Guitar Heroine

Guitar Heroine

FITL's Live It - Love It Career Series

Being part of Families in the Loop has lots of perks. At the top of the list is the incredible group of Chicago professionals and business owners I’ve come to know over the past year. Each day they’re hard at work, achieving excellence in their industries and inspiring dreamy entrepreneurs like me to keep going.  So this month I’m dedicating the Families in the Loop blog to these Chicago superstars. And since it’s the month of love, I’ve added a twist. I have asked these experts to share how love has factored into their career choice. Was it love at first sight? How about a breakup? Find out here, all throughout the month of February. Parents, it’s time to recharge our career batteries with FITL’s “Live It - Love It” career series.

Guitar Heroine

By Ann Torralba, a.k.a. Little Miss Ann

At the end of fourth grade, my band teacher basically told me I shouldn’t continue playing the flute.  I was relieved.  I didn’t exactly pick the flute myself, and it didn’t really make sense for someone with asthma to play a wind instrument.

Years later, at 19, I fell in love with the guitar when I first heard Joni Mitchell.  That day, I impulsively went to a music store and traded in my $400 dusty old flute for an $85 classical guitar.  The guy behind the counter was practically drooling from the uneven trade.  Then I discovered open mike night at a Rogers Park coffeehouse underneath the L platform.  Every week, I would take my beginner guitar along with my beginner guitar skills to perform, sometimes with a friend and sometimes alone.

Usually, I covered songs by artists like Michelle Shocked and Suzanne Vega.  I had to arrive early to sign up to play three songs, and I remember feeling nervous and excited while waiting through all the other acts for my turn.  When it was finally my turn, I would often find myself giggling uncontrollably from nervousness.  While I had potential and an endearing stage presence, there were some awkward moments. Luckily, week by week, I gradually got better.
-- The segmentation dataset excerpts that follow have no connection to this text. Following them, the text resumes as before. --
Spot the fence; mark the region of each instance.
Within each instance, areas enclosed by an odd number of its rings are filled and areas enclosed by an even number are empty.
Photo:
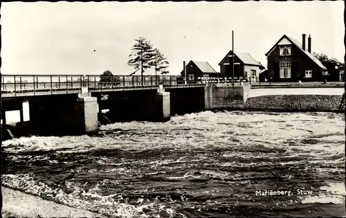
[[[126,87],[149,87],[178,85],[196,85],[197,81],[179,82],[176,75],[3,75],[2,92],[40,91],[46,90],[76,90],[81,87],[89,89],[119,89]]]

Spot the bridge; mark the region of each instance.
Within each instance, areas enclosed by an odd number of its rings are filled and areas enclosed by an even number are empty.
[[[3,75],[2,98],[204,87],[207,83],[232,83],[232,78],[203,78],[183,81],[177,75]],[[236,84],[242,81],[235,80]],[[244,80],[243,82],[246,82]]]
[[[250,89],[240,80],[232,86],[230,78],[184,81],[175,75],[2,75],[1,80],[3,125],[6,111],[14,110],[20,111],[24,125],[26,104],[30,129],[38,135],[93,132],[105,109],[114,122],[164,121],[171,114],[239,105]]]

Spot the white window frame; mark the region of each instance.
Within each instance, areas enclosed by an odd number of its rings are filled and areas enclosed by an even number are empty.
[[[253,78],[255,78],[257,75],[256,75],[256,73],[257,73],[256,70],[250,70],[250,71],[251,72],[251,76]]]
[[[291,78],[292,64],[291,62],[280,62],[280,79]]]
[[[280,46],[279,53],[280,56],[291,55],[291,46]]]
[[[305,78],[312,78],[312,71],[311,70],[305,71]]]

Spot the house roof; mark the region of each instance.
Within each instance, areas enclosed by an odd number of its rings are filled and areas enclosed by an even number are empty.
[[[232,50],[230,50],[227,53],[227,55],[226,55],[226,56],[222,59],[220,63],[219,63],[219,65],[221,65],[222,62],[225,61],[225,59],[230,54]],[[260,64],[249,53],[235,51],[235,55],[246,65],[248,64],[260,66]]]
[[[304,50],[302,49],[302,44],[300,44],[300,42],[299,42],[299,41],[298,40],[295,40],[291,37],[289,37],[288,36],[286,36],[286,35],[284,35],[280,39],[279,41],[277,41],[277,42],[271,48],[271,50],[269,50],[268,52],[266,53],[266,56],[268,56],[272,51],[273,50],[274,50],[274,48],[276,47],[276,46],[277,45],[277,44],[281,41],[281,39],[282,39],[284,37],[286,37],[287,39],[289,39],[289,41],[290,41],[293,44],[295,45],[298,48],[299,48],[300,49],[300,51],[302,51],[304,53],[305,53],[305,55],[307,55],[307,56],[308,56],[309,57],[310,57],[311,60],[312,60],[320,69],[323,69],[323,70],[327,70],[327,68],[323,66],[323,64],[321,63],[321,62],[320,62],[320,60],[318,59],[317,59],[316,57],[315,57],[315,56],[313,56],[313,54],[311,54],[311,53],[309,53],[309,51],[307,51],[307,50]]]
[[[189,64],[190,62],[193,62],[203,73],[217,73],[212,66],[211,66],[207,62],[197,62],[192,60],[189,62]]]

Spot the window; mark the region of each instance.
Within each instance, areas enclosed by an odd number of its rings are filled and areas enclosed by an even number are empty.
[[[312,78],[312,71],[305,71],[305,78]]]
[[[251,76],[253,78],[256,77],[256,70],[251,70]]]
[[[280,78],[291,78],[291,62],[280,62]]]
[[[291,46],[280,46],[280,56],[289,56],[291,55]]]

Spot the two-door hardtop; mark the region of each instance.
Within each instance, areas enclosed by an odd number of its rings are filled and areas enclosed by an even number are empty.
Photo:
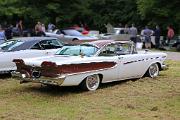
[[[161,52],[136,51],[129,41],[99,40],[77,46],[64,46],[55,55],[15,59],[21,83],[80,85],[96,90],[100,83],[159,75],[167,55]]]

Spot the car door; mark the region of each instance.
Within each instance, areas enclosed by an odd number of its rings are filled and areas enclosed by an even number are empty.
[[[134,52],[131,45],[124,44],[121,47],[123,50],[118,53],[119,79],[141,77],[146,70],[145,55]]]
[[[63,44],[57,39],[48,39],[40,41],[39,43],[35,44],[31,49],[40,50],[40,52],[43,52],[44,54],[55,54],[55,52],[62,46]]]
[[[106,47],[104,47],[98,54],[98,57],[101,61],[110,61],[115,62],[116,65],[106,71],[103,72],[103,81],[102,82],[111,82],[118,80],[118,64],[119,60],[116,54],[115,54],[115,45],[109,44]]]

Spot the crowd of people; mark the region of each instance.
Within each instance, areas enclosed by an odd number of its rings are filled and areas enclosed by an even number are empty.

As time went on, I found different ways to keep music in my life.  When I became a full-time special education teacher, I used to play my guitar for my students with autism.  At night, I played in a band called Jank with friends for fun.  Then Jank broke up shortly after band members started having children.

When my own daughter was 3 years old, I decided not to work as a special education teacher anymore. Suddenly, I was at home with a small child and had a lot more time on my hands than I was used to.  I started playing music for the other families in the neighborhood as a way of building community.  Then I began teaching the cult Chicago kids classes known as Wiggleworms at the Old Town School of Folk Music. Eventually, three things pointed me in the direction of making a CD for kids: a very enthusiastic mom in one of my classes, listening to Elizabeth Mitchell, and a desire to be a different kind of role model to young kids.

As you can see, it has been a bit of a musical journey for me.  I’ve been playing “kindie” music for more than seven years now throughout Chicago and beyond.  Whenever I play or sing music, it feels like falling in love again over and over.  I’m so glad my relationship with music didn’t end with the flute and my fourth grade band teacher.

About Ann Torralba, a.k.a. Little Miss Ann

In a great city called Chicago there is a 5'2 woman (thus the name) playing a guitar and singing tunes for kids. "Little Miss Ann" has been teaching at the pride of Chicago's Old Town School of Folk Music for 7 years. At Old Town, she sings with the wee ones and their parents tunes that they can't get out of their heads.

"Little Miss Ann" brings a different sound and face to kids music. She uses her experience as a first-generation filipina-american woman, a Chicago Public school teacher, mother, and band frontwoman to inspire a grand ole time. "Little Miss Ann" and her husband enjoyed making this kids' cd together. After putting their then 4-year old daughter down to bed, they would go down into the basement of their home and practice their tunes together. Time Out Chicago has named Little Miss Ann one of 8 of the "Most Influential Kids Musicians" in Chicago as well as "One of the Best Things to Happen to Chicago Kids".